No having to pile everyone into the car to drive 45 minutes to visit family. No having to cook a huge ass meal from scratch only to have to clean up a huge ass mess when everyone leaves.

This year it will just be us lounging around and not having to deal with crazy people, annoying people or any people at all. I am even going totally against my usual no processed crap and will be preparing Stove Top Stuffing and canned gravy. It is a far cry from the delicious crock pot stuffing and homemade gravy I usually make but this mama needs a darn break. I am still going to make homemade mashed potatoes (the boxed stuff is nasty) and a turkey (I throw it in my huge Le Creuset Dutch Oven that is the love of my life) so I am not going totally trailer on Thanksgiving.
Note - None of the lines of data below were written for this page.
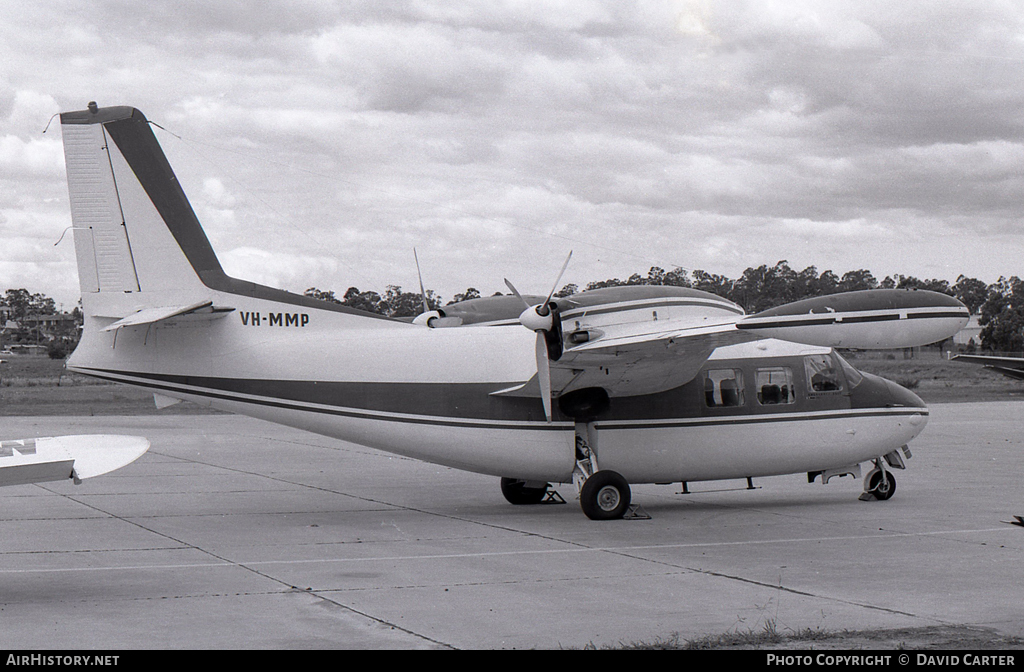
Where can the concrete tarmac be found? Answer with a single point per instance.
(232, 533)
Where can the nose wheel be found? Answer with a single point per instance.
(880, 484)
(605, 496)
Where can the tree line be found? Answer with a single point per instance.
(999, 305)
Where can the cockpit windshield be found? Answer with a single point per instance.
(853, 377)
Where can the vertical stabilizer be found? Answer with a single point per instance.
(134, 228)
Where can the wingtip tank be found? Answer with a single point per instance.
(864, 320)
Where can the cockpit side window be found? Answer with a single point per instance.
(774, 385)
(822, 376)
(723, 387)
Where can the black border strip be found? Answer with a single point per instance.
(482, 423)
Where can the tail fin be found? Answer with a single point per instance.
(141, 252)
(134, 228)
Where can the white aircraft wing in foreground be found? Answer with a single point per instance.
(59, 458)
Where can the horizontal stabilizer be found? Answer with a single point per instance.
(1008, 366)
(159, 313)
(58, 458)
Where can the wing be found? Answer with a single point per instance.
(645, 341)
(60, 458)
(1011, 367)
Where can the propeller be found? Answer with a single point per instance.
(543, 320)
(423, 292)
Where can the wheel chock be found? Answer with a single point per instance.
(552, 497)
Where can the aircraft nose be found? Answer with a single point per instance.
(875, 391)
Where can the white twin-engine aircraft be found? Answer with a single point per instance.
(620, 385)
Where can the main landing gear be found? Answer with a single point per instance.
(603, 495)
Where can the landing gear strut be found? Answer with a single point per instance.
(880, 484)
(603, 495)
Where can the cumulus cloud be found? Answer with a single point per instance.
(493, 136)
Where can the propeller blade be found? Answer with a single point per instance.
(423, 293)
(516, 292)
(557, 280)
(544, 373)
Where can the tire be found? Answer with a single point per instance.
(515, 492)
(882, 488)
(605, 496)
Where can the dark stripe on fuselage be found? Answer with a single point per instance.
(471, 404)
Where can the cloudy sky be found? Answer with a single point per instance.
(321, 142)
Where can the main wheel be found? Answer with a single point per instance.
(882, 485)
(515, 492)
(605, 496)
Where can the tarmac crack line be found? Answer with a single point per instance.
(223, 561)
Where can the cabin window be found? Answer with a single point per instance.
(774, 385)
(724, 387)
(822, 376)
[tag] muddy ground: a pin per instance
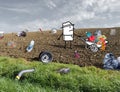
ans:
(46, 41)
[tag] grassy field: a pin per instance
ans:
(46, 77)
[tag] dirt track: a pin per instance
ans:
(45, 41)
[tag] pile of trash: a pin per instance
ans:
(97, 38)
(110, 62)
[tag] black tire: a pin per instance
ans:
(93, 48)
(45, 57)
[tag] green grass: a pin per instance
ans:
(47, 79)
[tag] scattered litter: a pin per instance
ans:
(45, 57)
(11, 44)
(30, 46)
(96, 41)
(112, 31)
(64, 70)
(24, 71)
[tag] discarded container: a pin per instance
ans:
(45, 57)
(30, 46)
(24, 71)
(64, 70)
(113, 32)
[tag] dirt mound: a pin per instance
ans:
(46, 41)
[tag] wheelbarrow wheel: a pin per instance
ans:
(45, 57)
(93, 48)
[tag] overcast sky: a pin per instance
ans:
(17, 15)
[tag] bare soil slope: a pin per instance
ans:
(46, 41)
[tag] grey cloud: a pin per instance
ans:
(47, 14)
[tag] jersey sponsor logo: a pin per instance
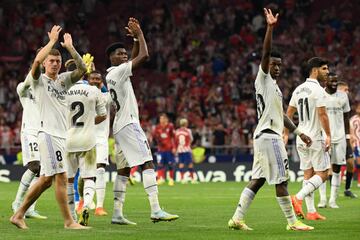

I am so excited. And just think- if we move far away (Arizona may be a possibility along with Georgia) we can always have calm relaxing holidays! The thought just makes me downright giddy.

Tuesday, July 17, 2012

No Junk In My Trunk...

deluxe junk neon - 20100824_062.jpg
photo credit
We are moved into our new place and I am happy to report that we all made it here alive- no kids were lost and I didn't accidentally leave the dog behind though I probably should have considering he cost us a $200 pet deposit and will cost us $45 a month in pet rent. Lord, if you a reading this, please overlook all of the bad things I have done in my life because I must be a really good person if I'm paying $740 a year for the privilege of keeping my dog (not to mention all of the darned money I've spent on vet appointments, teeth cleanings, food, etc).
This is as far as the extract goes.